Survivorship bias is one of the most pervasive and underappreciated statistical distortions in financial markets, affecting how investors perceive the historical performance of mutual funds, stock market strategies, and investment strategies based on back-tested data.
In the Indian mutual fund context, survivorship bias is embedded in the performance databases used by most investors and comparison platforms. When a mutual fund scheme is merged into another (often due to regulatory rationalisation under SEBI's mutual fund categorisation rules of 2017–18, which eliminated many duplicate schemes) or wound up due to poor performance, its track record disappears from the live fund universe. Databases that show the 10-year average returns of equity mutual funds implicitly only count the funds that survived the full 10-year period. Funds that were merged or closed — disproportionately the underperformers — are excluded, causing the average historical return figure to appear higher than what the average rupee actually earned.
SEBI's mutual fund regulations have resulted in significant consolidation, with well over 100 schemes being merged into other schemes between 2017 and 2020 alone. An honest assessment of actively managed fund performance must include the returns of discontinued schemes to avoid the survivorship bias distortion.
In equity market history, survivorship bias makes the market appear to have always been populated by quality companies. The companies that went bankrupt, were delisted for non-compliance, or saw their stocks become worthless (think IL&FS, DHFL, Yes Bank's pre-recapitalisation period, Jet Airways) are removed from indices and performance calculations. Long-run stock market return databases computed from index data implicitly include the benefit of index reconstitution — losing stocks are removed and replaced by winners — a form of institutional momentum strategy that retail buy-and-hold portfolios do not automatically replicate.

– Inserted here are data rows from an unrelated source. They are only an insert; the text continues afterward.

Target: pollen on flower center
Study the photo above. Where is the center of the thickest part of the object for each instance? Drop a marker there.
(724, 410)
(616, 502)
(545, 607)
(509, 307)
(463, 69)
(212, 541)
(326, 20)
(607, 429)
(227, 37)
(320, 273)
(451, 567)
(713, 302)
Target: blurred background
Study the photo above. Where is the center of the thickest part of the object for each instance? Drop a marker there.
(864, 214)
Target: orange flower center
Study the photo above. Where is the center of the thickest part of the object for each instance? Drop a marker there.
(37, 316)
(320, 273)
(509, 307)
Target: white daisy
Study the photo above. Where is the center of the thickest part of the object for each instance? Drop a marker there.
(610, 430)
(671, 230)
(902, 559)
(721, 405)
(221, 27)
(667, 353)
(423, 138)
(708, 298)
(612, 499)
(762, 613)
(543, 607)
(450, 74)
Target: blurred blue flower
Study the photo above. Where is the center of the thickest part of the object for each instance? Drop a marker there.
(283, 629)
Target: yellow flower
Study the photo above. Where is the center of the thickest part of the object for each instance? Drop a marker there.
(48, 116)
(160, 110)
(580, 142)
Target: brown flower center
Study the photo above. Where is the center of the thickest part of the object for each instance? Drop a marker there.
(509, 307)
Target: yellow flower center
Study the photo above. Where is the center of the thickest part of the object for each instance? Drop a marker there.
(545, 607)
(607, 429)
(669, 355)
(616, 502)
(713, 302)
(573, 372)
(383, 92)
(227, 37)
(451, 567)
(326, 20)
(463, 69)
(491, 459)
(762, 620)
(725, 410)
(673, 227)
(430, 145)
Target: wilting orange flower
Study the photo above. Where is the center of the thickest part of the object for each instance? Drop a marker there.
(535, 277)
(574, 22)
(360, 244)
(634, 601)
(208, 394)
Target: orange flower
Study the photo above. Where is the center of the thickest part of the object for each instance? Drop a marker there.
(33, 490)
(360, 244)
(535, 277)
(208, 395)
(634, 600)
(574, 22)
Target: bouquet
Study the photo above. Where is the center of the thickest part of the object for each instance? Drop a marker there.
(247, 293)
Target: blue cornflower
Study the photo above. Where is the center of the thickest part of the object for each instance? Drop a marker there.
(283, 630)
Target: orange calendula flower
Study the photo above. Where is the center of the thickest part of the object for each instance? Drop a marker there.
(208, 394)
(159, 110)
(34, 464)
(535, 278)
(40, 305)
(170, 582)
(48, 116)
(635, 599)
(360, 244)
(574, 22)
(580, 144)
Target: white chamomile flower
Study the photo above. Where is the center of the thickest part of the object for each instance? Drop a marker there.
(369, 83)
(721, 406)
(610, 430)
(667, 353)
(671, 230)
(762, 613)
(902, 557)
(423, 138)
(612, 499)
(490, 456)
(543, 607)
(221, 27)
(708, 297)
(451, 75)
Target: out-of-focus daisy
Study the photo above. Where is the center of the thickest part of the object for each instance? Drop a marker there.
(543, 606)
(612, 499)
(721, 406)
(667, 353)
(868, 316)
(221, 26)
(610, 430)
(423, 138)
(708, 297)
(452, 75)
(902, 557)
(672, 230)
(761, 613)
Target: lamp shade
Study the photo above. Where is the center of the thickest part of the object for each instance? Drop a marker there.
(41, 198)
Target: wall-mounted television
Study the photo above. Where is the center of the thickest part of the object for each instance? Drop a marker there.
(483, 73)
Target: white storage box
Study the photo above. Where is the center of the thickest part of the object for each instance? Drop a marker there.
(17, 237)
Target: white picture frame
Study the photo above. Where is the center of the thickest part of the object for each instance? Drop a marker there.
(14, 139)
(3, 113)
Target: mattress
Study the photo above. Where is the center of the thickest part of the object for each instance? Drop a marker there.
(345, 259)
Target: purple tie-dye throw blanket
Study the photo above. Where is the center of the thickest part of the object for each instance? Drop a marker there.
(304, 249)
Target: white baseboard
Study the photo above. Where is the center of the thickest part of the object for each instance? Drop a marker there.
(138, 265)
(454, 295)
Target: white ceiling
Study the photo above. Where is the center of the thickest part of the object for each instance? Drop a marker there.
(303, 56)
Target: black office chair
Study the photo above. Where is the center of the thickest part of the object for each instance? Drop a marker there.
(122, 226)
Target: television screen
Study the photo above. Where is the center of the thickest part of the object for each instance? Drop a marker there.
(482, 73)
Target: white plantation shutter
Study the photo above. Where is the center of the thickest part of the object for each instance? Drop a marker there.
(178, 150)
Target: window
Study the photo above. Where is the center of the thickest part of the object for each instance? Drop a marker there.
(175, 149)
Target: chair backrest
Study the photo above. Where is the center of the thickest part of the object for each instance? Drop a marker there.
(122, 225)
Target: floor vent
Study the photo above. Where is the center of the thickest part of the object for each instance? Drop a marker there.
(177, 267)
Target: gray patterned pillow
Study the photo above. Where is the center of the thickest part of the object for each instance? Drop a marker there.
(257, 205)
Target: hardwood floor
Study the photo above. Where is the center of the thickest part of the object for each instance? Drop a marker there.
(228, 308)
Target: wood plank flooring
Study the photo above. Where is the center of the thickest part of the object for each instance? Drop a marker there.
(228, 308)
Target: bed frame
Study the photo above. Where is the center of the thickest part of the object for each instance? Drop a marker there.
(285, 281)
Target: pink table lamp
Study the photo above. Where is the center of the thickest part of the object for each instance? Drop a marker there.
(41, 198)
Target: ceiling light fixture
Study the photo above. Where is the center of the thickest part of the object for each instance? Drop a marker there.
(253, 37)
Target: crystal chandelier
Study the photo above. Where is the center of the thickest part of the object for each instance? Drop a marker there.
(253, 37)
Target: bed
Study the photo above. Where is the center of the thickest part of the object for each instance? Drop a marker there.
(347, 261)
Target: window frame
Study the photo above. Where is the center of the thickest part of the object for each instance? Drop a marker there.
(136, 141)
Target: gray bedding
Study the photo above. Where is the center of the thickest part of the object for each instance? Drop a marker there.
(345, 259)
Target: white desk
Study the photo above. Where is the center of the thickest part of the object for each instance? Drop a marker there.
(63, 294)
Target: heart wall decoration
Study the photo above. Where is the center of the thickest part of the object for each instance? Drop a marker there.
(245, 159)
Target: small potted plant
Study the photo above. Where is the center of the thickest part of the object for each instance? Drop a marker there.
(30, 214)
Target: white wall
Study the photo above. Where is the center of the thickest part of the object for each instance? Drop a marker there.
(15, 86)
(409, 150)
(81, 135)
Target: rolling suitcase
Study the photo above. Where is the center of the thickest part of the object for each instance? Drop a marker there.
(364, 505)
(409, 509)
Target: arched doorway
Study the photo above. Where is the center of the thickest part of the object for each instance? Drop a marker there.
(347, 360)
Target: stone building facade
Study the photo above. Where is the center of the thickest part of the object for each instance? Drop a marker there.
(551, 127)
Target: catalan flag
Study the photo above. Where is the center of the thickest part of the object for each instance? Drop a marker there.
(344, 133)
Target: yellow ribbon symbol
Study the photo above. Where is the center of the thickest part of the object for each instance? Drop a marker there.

For back-tested investment strategies, survivorship bias is especially pernicious. A strategy back-tested on current index constituents (say, all Nifty 500 stocks as of today) will produce artificially elevated returns because it includes only companies that were successful enough to remain listed and prominent — it has no historical exposure to the companies that failed during the same period. Properly constructed back-tests use point-in-time databases that include all companies that existed at each historical date, including those that subsequently failed. The gap between survivorship-biased and point-in-time back-tests can range from 3–7% annually, fundamentally changing the viability assessment of a strategy.